Axis only grew 7%, in local currency terms, in Q3 2014. That's quite bad, even for Axis declining performance over the last few years, where the low end had been in the 12% to 15% range. The last time Axis was this low was 2 years ago (8% in Q3 2012) when they were citing macroeconomic issues / political turmoil as the driving cause.
Now, Axis is offering no real explanation for just 7%.
And they repeat the same positive outlook: "The activity on the market and the inflow of new projects leaves Axis’ view on the market’s current growth rate unchanged." This is strange because they have missed again and again, this time even harder.
Europe Shrank, America and Asia Weak
All regions had issues.
EMEA was the worst, with revenue shrinking by 2% in local currencies. Axis only explicitly called out problems in Eastern Europe but presumably there are more issues than just there because Eastern Europe is not big enough to tank the entire Europe, Middle East and African market.
The Americas was the relative best, but still weakening at just 12% in local currency terms (down from 16% and then 13% in the previous 2 quarters). Axis cited its recent regional office plan as a core tactic to increase growth.
Asia only delivered 11% growth in local currency terms, which is especially bad given Axis low market share there and high overall growth rates.
Profits Good But...
Profits were good, both for gross margins (52.6%) and operating margins (19.5%).
The gross margin number signals that Axis is not cutting prices significantly. On the other hand, the poor growth rate means they are losing market share. The Mobotix 'strategy' of holding prices high and flatlining revenue is a path to irrelevance.
The operating margins were good though significantly helped by a sharp 16% quarter over quarter decline in R&D expenditure. Historically, R&D expending typically drops from Q2 to Q3 but this was more significant than previous cycles. See chart excerpt for R&D declines (green line):
Axis recent 'innovations' are often clever (think panoramic PTZ accessory, bells and whistles cameras) but they are so niche and so expensive that Axis is effectively abandoning most of the low to mid market.
Worse, Axis has done almost nothing to defend against low cost incursions and the rise of the high quality $100 HD cameras that are increasingly commonplace.

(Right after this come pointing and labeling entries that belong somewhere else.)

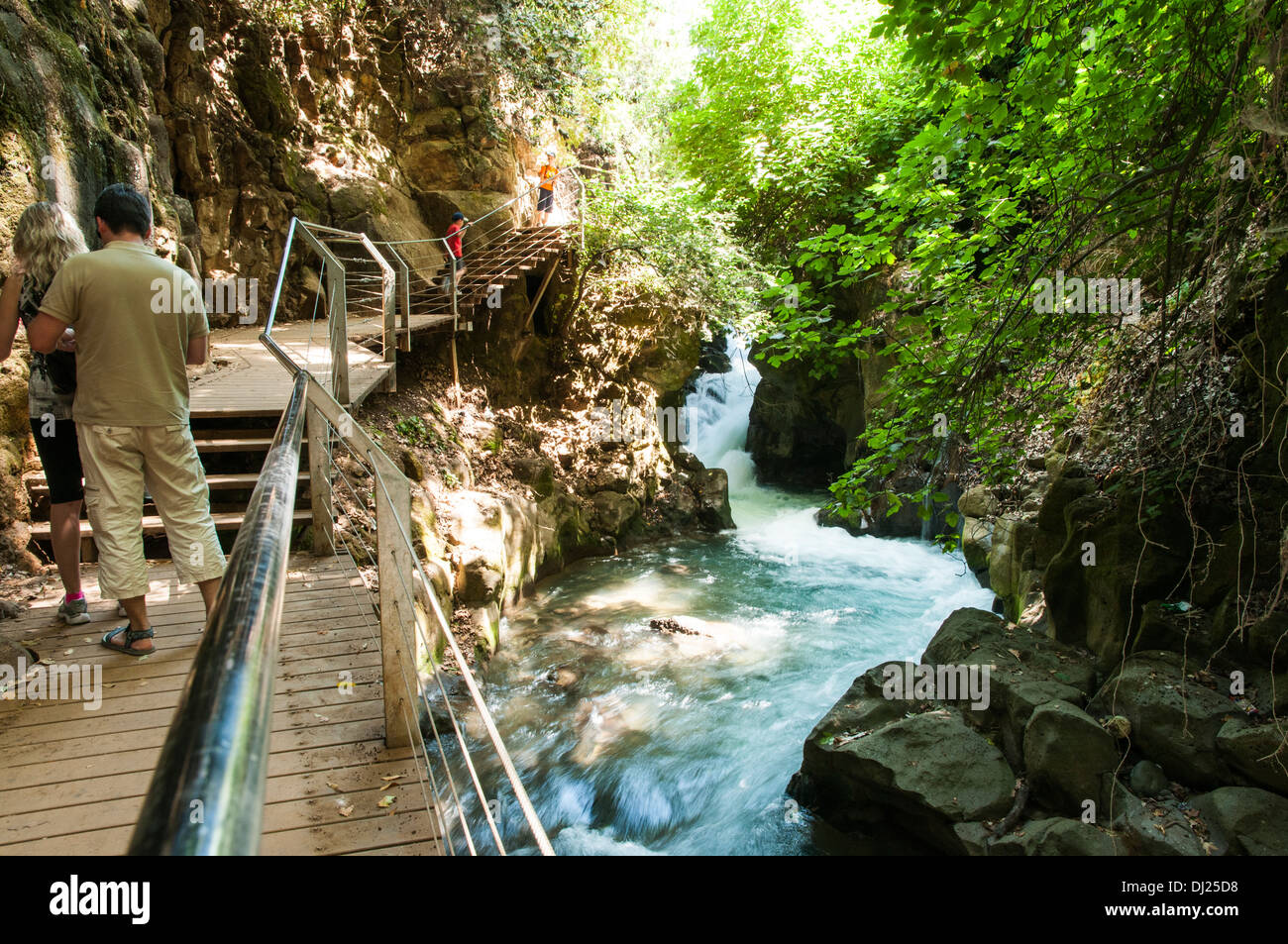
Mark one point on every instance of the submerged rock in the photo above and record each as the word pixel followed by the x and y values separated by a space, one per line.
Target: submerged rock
pixel 868 768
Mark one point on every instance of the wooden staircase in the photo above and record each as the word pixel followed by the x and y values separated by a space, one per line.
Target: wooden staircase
pixel 232 452
pixel 236 426
pixel 502 262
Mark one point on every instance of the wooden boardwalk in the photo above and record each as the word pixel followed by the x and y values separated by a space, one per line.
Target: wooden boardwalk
pixel 253 382
pixel 72 781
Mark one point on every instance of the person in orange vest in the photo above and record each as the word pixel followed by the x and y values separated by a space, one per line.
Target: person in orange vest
pixel 548 172
pixel 454 245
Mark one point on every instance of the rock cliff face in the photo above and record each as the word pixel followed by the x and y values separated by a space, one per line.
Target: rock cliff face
pixel 559 451
pixel 1138 674
pixel 387 124
pixel 803 430
pixel 233 125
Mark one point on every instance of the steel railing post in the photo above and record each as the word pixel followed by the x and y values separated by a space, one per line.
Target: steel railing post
pixel 400 669
pixel 320 481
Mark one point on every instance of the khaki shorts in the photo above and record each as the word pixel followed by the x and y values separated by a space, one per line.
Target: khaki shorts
pixel 120 463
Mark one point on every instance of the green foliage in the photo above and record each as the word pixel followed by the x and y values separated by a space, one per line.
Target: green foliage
pixel 413 430
pixel 669 243
pixel 915 189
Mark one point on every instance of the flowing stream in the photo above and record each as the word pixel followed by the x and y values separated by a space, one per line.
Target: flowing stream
pixel 635 741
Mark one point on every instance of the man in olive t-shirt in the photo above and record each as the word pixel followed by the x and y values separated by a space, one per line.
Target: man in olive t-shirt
pixel 138 321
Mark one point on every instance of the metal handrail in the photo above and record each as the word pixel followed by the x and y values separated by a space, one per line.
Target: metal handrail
pixel 206 796
pixel 377 462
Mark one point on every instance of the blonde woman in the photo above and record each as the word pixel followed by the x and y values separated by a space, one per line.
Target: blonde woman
pixel 48 236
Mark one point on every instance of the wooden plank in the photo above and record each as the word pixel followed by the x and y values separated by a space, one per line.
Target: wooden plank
pixel 154 526
pixel 39 488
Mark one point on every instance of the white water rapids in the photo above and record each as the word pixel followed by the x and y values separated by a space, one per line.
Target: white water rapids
pixel 631 741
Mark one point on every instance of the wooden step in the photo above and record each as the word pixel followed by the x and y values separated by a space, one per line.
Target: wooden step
pixel 153 526
pixel 235 443
pixel 39 488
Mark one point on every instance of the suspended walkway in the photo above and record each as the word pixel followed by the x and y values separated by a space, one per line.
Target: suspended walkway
pixel 326 706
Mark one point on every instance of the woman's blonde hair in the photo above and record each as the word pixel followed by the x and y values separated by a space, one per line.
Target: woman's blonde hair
pixel 47 236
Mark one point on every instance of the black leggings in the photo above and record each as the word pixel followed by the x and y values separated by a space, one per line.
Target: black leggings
pixel 59 455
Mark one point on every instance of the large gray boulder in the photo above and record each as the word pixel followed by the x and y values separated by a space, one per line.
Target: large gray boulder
pixel 1055 836
pixel 1257 752
pixel 915 775
pixel 1173 720
pixel 1067 755
pixel 1253 820
pixel 1025 670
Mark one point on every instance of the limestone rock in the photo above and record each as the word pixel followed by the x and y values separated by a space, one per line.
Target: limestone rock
pixel 1147 778
pixel 1055 836
pixel 1258 752
pixel 1067 754
pixel 1253 820
pixel 1173 720
pixel 922 773
pixel 978 501
pixel 612 511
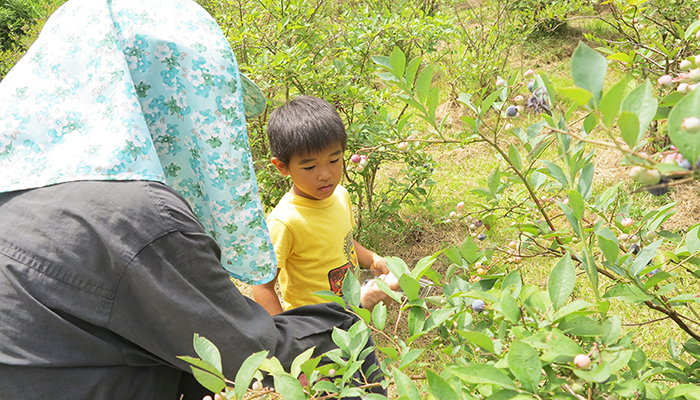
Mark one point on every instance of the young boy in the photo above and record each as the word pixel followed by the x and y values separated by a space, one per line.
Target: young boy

The market overall has slowed down as the migration to IP in the high end of the market has largely concluded. There is not much Axis can do about that but Axis has failed to build its product portfolio to hold the small to mid. We expect Axis to continue to struggle going forward. They may have individual quarters of 15 or 18% growth but we find it hard to imagine consistent growth in the 20% range that they claim is their expectation and market normal.